2023 ACM Awards: Ed Sheeran Joined by Luke Combs For ‘Life Goes On’ [WATCH]

Talk about a surprise performance. Ed Sheeran ahd already been announced as a performer for the 2023 ACM Awards, but no one expected Luke Combs to join him on stage. The two singers collaborated on “Life Goes On,” from Sheeran’s latest Subtract album, out now.

After his performance, Garth Brooks, who hosted the live ceremony alongside Dolly Parton, asked Sheeran how the collaboration came to be.

“We met like 2018, I’d heard Luke’s music through a friend… and we’ve just been friends for years now,” Sheeran said. “It’s been great.”

Backstage, Sheeran revealed that he is a fan of country music, and has even resided in Music City at times.

“I’ve lived in Nashville all of 2013 and all of 2018,” Sheeran said (via People). “It really left a lasting mark on me. I love country music, and I feel accepted here. It’s great.”

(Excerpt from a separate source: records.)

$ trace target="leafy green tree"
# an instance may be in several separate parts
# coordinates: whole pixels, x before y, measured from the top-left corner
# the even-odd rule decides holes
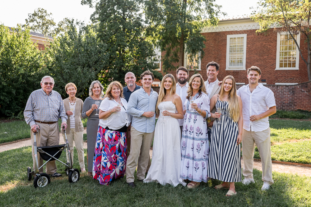
[[[52,13],[49,14],[45,9],[38,8],[32,14],[28,14],[23,27],[29,27],[31,31],[45,35],[53,35],[53,28],[56,24],[52,16]]]
[[[17,115],[29,95],[41,88],[47,56],[30,39],[29,30],[0,25],[0,115]]]
[[[251,17],[260,26],[256,32],[266,33],[272,26],[278,32],[286,32],[298,48],[301,59],[307,65],[308,78],[311,81],[311,0],[261,0]],[[295,34],[306,37],[307,57],[303,55]]]
[[[72,20],[66,17],[57,24],[57,26],[54,29],[53,36],[59,35],[61,33],[67,32],[70,27],[70,24]]]
[[[72,20],[68,31],[54,38],[47,49],[51,57],[47,68],[55,81],[53,89],[66,97],[65,86],[72,82],[77,86],[77,97],[84,99],[88,96],[90,84],[107,65],[105,47],[92,30]]]
[[[200,33],[204,27],[216,25],[217,17],[225,14],[215,0],[146,0],[148,25],[146,35],[165,51],[162,57],[165,70],[174,69],[174,62],[182,66],[185,51],[190,61],[198,62],[204,55],[205,38]],[[186,45],[186,46],[185,46]],[[199,54],[198,58],[195,58]]]
[[[108,84],[118,80],[124,84],[124,76],[129,71],[139,78],[144,71],[156,69],[153,45],[143,35],[142,0],[95,2],[83,0],[81,3],[95,6],[91,20],[99,22],[98,38],[107,45],[109,62],[102,70],[101,81]],[[161,73],[153,72],[156,78],[162,78]]]

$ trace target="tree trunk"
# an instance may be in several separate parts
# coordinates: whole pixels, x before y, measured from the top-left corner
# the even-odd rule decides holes
[[[311,51],[310,51],[310,40],[308,41],[308,59],[307,62],[307,71],[308,72],[308,79],[311,81]]]
[[[178,67],[183,66],[183,33],[181,34],[180,38],[180,44],[179,48],[179,63]]]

Sheeran likes country music so much, he is considering putting out his own country album someday.

“I talk about this to my wife all the time. I would love to transition into country,” Sheeran told Billboard. “I love the culture of it, I just love the songwriting. It’s just like brilliant songs.”

The 32-year-old would also consider another move to Nashville, especially so he could collaborate with other songwriters.

“It’s like a community,” Sheeran says. “There’s not really a place in Europe where you could point and say, ‘That’s the home of songwriting. It’s not just for country music. Nashville is just a hub of incredible songwriters, incredible performers. And I really felt inspired just being there being around everyone.”

The collaboration came a week after Sheeran won in a copyright trial over his “Thinking Out Loud” track, which he was accused of copying Marvin Gaye’s 1973 hit, “Let’s Get It On.”

“I am obviously very happy with the outcome of the case, and it looks like I’m not going to have to retire from my day job after all — but, at the same time, I am unbelievably frustrated that baseless claims like this are allowed to go to court at all,” Sheeran said in a statement. “We have spent the last eight years talking about two songs with dramatically different lyrics, melodies and four chords which are also different and used by songwriters every day, all over the world.

“These chords are common building blocks which were used to create music long before ‘Let’s Get It On’ was written and will be used to make music long after we are all gone,” he continued. “They are a songwriter’s ‘alphabet’, our tool kit and should be there for us all to use. No-one owns them, or the way they are played, in the same way, nobody owns the color blue.”